Estamos aqui reunidos, nesta cerimônia de adeus, pela soma das virtudes que formaram seu espírito intrépido e generoso. Não são apenas as palavras do presidente da Academia, mas as do outrora jovem professor que se preparava para lecionar história da Grécia. Segui seus livros, Hélio, com encantamento, não apenas os de uma especialidade que não exerci, mas todas as suas reflexões sobre a democracia grega e moderna, sua visão, por assim dizer, goetheana, revestida de ousadia, a desafiar slogans, formas de saber compartimentadas ad nauseam e monocórdias, desprovidas de saltos conceituais e de aventuras. Uma reflexão autônoma, cujo símbolo maior foi seu encontro com Karl Jaspers, rara abertura em nosso meio, cuja sensibilidade interdisciplinar parece ocupar espaço negativamente ficcional. Como não dizer as reuniões de Itatiaia, a criação do Iseb, essa “grande máquina de pensar”, e uma rede de integração cultural com a América Latina, de que o Brasil não deve se apartar, porque se trata de uma origem e de um destino, que não pode prescindir de uma política real de vizinhança e integração. E nessa paisagem, Hélio, um programa dileto ao seu coração: desenvolvimento, distribuição da riqueza, promoção da igualdade, democracia não limitada a um gradiente formal e abstrato. E depois o mundo, caríssimo Hélio, antes e depois do exílio, mas sem perder o território, poroso, sem perder o pertencimento de sua cultura radicada na emancipação de povo e nas instituições republicanas.

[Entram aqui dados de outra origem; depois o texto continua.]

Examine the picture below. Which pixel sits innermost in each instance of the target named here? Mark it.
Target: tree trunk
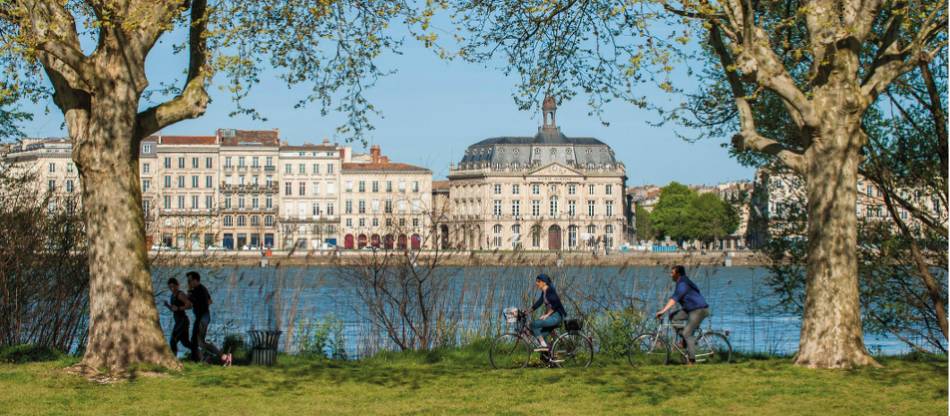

Nosso primeiro encontro deu-se em Brasília, quando você delineava um diálogo em rede, entre Oriente e Ocidente, um West-östlicher Diwan, caro a tantas dos que aqui se encontram. Como não recorrer a Candido Mendes, empenhado igualmente, naquela quadra, a encurtar as distâncias da Terra, como pensavam os poetas futuristas.

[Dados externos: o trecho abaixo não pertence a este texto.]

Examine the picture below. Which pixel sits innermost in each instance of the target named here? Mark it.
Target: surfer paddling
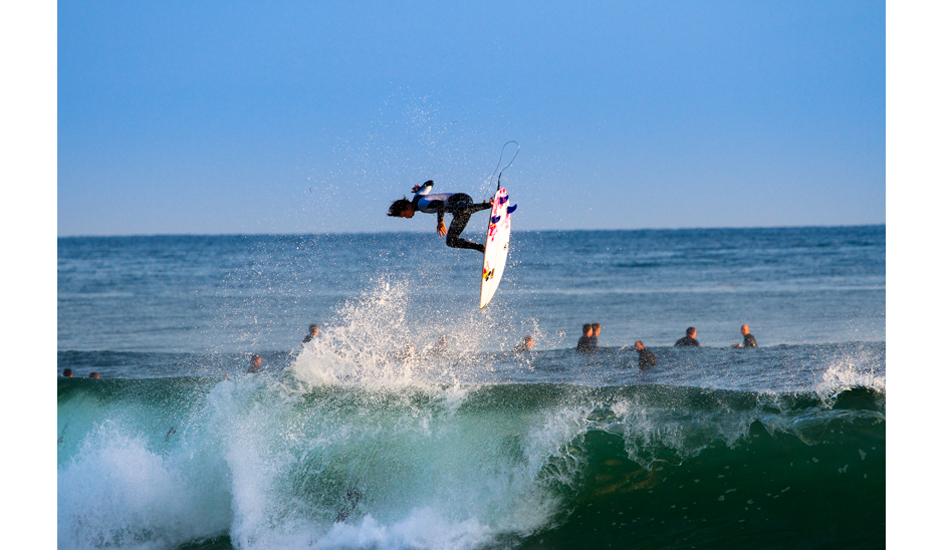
(459, 205)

Seu itinerário tem algo da sinfonia Heroica de Beethoven, um fascinante afresco de ideias, um salto quântico, por assim dizer, uma quebra de paradigma, com as suas últimas direções intelectuais, mediante um ardor geométrico e uma flegma conceitual, sobre o quase épico estudo crítico da história, do ponto de vista hermenêutico e filosófico, ou, ainda, quando esboça uma poética do homem no cosmos, de cuja complexidade e leveza saímos tocados. Atitude rara num cientista social, preso às malhas especiosas de um saber ciumento, de trincheira inamovível. Caro Hélio: você não se limitou a ser guarda de fronteira, a sua antropologia filosófica não quis, não pode, nem tampouco desejou fazê-lo. Você produziu uma ode à liberdade, sinfonia de muitas vozes na partitura de uma derradeira modernidade. Essa coragem instrumental, seu sotaque, seu acento, combinada com um desejo onívoro de conhecimento, desde a métrica de um logos, seminal e rizomático, traduzem a sua estatura, aqueles antigos heroicos furores de que dizia Giordano Bruno.
Perde o Brasil um de seus maiores interpretes, uma lúcida inquietação, sutil e vigilante. Mas o princípio- esperança permanece inalterado. Enquanto não nos faltar esse princípio a sua ausência, Hélio, brilha e nos incita a prosseguir uma leitura radical da história e do cosmos.
Estarei enganado ou parece-me ouvir um inesperado hino à alegria, na sala dos poetas românticos, para dizer que você permanece mais vivo que os vivos?